Searchers late Friday afternoon found the body of skydiving instructor who somehow became detached from his partner during a tandem jump the day before.

Brett Bickford, 41, of Rochester, New Hampshire, was part of a tandem skydiving jump that originated from Skydive New England in Lebanon. His body was found about 750 feet southwest of the Lebanon Airport runway about 5:30 p.m. Friday by a team of four game wardens, a Maine State Police trooper and two members of a search-and-rescue team.

Cpl. John MacDonald, spokesman for the Maine Warden Service, said the team found Bickford’s body while completing one of the last grid searches of the day.

The investigation is continuing into what happened when Bickford deployed the parachute during the jump at 2 p.m. Thursday. When the student skydiver returned to earth, he was alone.

MacDonald said that typically, tandem skydiving jumps are performed with the student and instructor in separate harnesses that are attached together, with the instructor secured behind the student.

The instructor wears the parachute and controls its deployment during free-fall and landings, MacDonald said. Whatever occurred that led to the student and Bickford becoming separated happened after the parachute was deployed, MacDonald said.

More than 50 people and a dozen search dogs looked for Bickford on Friday in a heavily wooded area of Lebanon next to the Lebanon Airport and the Skydive New England offices, MacDonald said earlier Friday. He said licensed drone operators, aircraft and searchers on ATVs also assisted in the search.

Ryan Scutt, a skydiving instructor in Bennington, Vermont, said he was baffled by the description of what happened.

“I’ve never once heard of anything like this happening,” said Scutt, who was contacted by the Portland Press Herald for insights on the skydiving incident.

Scutt said skydiving instructors and students both wear harnesses on sky-dives, with the main parachute and a backup in the harness attached to the instructor. The instructor and student are typically connected by four metal buckles that would be almost impossible to become detached accidentally, he said.

“The idea of the instructor not being in the harness anymore or falling out is essentially unheard of,” he said, and the pair “can’t become disconnected once they are connected.”

People search for the body of a missing skydiver at Skydive New England in Lebanon on Thursday.

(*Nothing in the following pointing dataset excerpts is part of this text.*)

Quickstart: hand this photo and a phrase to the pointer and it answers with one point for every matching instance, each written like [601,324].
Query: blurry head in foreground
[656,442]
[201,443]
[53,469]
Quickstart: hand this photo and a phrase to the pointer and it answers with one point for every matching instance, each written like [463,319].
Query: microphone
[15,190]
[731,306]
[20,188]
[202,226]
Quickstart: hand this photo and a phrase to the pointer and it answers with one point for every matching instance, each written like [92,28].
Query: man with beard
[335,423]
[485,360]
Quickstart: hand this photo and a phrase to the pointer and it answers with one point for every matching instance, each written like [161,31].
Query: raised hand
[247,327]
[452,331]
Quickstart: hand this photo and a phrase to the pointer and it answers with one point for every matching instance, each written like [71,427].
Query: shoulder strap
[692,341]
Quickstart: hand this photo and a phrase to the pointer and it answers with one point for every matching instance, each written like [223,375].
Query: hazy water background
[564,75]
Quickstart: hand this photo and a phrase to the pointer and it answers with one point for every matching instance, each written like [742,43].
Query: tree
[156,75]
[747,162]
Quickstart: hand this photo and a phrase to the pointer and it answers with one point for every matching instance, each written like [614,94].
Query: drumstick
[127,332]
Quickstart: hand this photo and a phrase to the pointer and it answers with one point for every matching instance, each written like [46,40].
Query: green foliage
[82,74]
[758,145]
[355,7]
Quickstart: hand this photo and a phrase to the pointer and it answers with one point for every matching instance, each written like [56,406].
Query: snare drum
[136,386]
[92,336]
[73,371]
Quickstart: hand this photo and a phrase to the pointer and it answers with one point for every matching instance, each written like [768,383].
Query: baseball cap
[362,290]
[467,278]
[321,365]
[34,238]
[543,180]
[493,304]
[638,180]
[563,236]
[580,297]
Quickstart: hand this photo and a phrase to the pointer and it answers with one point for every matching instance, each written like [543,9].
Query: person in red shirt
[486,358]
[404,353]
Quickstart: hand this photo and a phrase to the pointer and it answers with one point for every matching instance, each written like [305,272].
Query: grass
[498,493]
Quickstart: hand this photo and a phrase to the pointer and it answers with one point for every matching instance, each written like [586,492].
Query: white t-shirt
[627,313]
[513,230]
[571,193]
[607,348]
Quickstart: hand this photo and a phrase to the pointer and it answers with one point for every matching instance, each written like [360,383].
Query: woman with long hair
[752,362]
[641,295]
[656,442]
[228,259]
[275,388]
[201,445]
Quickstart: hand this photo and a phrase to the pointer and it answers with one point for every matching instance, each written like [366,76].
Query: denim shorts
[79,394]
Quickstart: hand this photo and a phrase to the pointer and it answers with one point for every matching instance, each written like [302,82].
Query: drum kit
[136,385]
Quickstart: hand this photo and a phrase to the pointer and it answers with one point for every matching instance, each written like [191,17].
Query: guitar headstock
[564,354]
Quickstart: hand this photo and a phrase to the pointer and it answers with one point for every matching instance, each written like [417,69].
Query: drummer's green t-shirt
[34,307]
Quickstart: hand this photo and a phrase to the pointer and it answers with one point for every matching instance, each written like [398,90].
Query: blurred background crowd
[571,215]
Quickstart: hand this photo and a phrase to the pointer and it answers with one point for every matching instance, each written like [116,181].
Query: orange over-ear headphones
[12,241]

Brett Bickford, 41, of Rochester, N.H., a skydive instructor, became detached from his partner during a tandem jump from an airplane. His body was found late Friday afternoon about 750 feet southwest of Lebanon Airport. (Jill Brady/Portland Press Herald)

Maine Warden Service Cpl. John MacDonald speaks to news media Thursday afternoon while searchers look for a missing skydiver at Skydive New England in Lebanon. The body of Brett Bickford, 41, of Rochester, New Hampshire, was found late Friday afternoon about 750 feet southwest of Lebanon Airport. Jill Brady/Portland Press Herald)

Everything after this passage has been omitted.